Workplace discrimination can take many forms — and it is not always obvious. But if you are in a legally protected class and have been treated differently from other employees, you may have been subjected to discrimination. Common examples of discrimination include refusal to hire or promote, wrongful termination, exclusion from training, demotion, harassment, or other adverse employment actions.
The California Fair Employment and Housing Act protects employees from hostile and abusive working environments. Under California law, a hostile working environment is defined as one in which harassment is so pervasive and severe that it distracts the victim from performing the duties of their job. Harassment in a hostile working environment can be based on gender, ethnicity, race, religion, disability, or any other protected class.
It’s important to understand whether you are an “exempt” or “non-exempt” employee. It’s not uncommon for employers to misclassify employees as exempt to avoid paying overtime or employment-related taxes. However, there are specific criteria to determine whether an employee should be classified as exempt. Workers who fall within this category include independent contractors (those who work for themselves), many employed in white-collar or administrative jobs, and other professions specified under California law.
Under California law, employers must provide a 30-minute uninterrupted meal break to non-exempt employees for every five hours worked.
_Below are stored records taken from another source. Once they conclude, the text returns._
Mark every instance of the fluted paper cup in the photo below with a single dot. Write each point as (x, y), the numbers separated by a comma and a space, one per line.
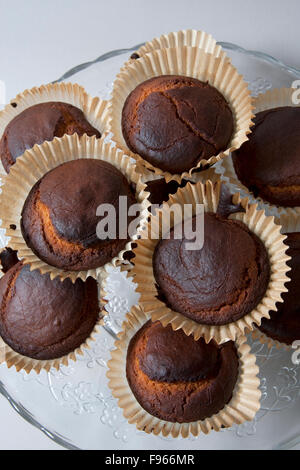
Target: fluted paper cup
(243, 406)
(34, 164)
(187, 37)
(275, 98)
(265, 229)
(289, 223)
(95, 110)
(190, 62)
(20, 362)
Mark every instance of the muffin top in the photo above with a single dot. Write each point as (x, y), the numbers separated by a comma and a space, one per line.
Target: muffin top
(178, 379)
(59, 218)
(218, 284)
(173, 122)
(39, 123)
(45, 319)
(284, 325)
(269, 162)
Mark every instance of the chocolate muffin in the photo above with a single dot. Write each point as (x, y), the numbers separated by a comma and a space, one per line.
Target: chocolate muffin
(45, 319)
(59, 220)
(178, 379)
(39, 123)
(218, 284)
(284, 325)
(173, 122)
(269, 163)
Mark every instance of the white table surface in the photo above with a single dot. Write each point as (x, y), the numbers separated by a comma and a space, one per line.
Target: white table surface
(41, 39)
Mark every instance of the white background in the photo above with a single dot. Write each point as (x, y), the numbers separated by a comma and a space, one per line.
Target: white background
(41, 39)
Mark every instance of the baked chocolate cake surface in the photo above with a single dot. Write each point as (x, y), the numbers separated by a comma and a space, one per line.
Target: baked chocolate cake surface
(218, 284)
(39, 123)
(173, 122)
(160, 190)
(45, 319)
(269, 163)
(59, 218)
(284, 325)
(178, 379)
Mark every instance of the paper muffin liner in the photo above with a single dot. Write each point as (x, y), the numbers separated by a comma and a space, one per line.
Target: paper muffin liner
(289, 223)
(271, 99)
(187, 37)
(33, 165)
(94, 109)
(191, 62)
(264, 227)
(20, 362)
(243, 406)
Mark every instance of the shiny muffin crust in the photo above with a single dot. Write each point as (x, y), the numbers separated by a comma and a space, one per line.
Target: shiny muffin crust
(59, 218)
(173, 122)
(39, 123)
(45, 319)
(219, 284)
(178, 379)
(269, 163)
(284, 325)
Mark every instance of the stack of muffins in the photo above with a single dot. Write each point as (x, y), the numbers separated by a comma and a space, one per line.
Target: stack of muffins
(182, 363)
The meal break may be waived on mutual consent if no more than six hours are worked in a day. It’s essential to be aware that during a meal break or a rest break, an employer must relieve the employee of all duties and may not request that they perform any job-related tasks or be on call.
If you work for an employer with five or more employees and you have a physical or mental disability, you may be entitled to a reasonable accommodation under the California Fair Employment and Housing Act. Employers are not required to offer a reasonable accommodation if it would cause them to suffer an undue hardship.
Retaliation in the workplace occurs when an employer effectively punishes an employee for reporting an employment violation such as discrimination or harassment, or engaging in other protected activity. Retaliation can take many forms, including demotion, firing, reassignment, shift or pay reduction, or any other adverse employment action.
The amount of time you have to file an employment lawsuit in California can vary based on the type of claim you will be filing — it’s vital to consult with an attorney as soon as possible to learn which statutes of limitation may be applicable in your case.
Both California state law and federal law offer protection to employees. Most of the time, California employment laws offer more protection and are more favorable to employees than federal employment laws. However, there are situations in which we may need to bring your claims under federal law.
Under California law, employers are required to pay overtime at one and a half times an employee’s regular rate of pay for any hours worked beyond 8 in a day or 40 in a week, and for the first 8 hours worked on the seventh consecutive day of work in a workweek. An employer must pay an employee double time for all hours worked beyond 12 in a day and for all hours worked beyond 8 hours on the seventh consecutive day of work in a workweek.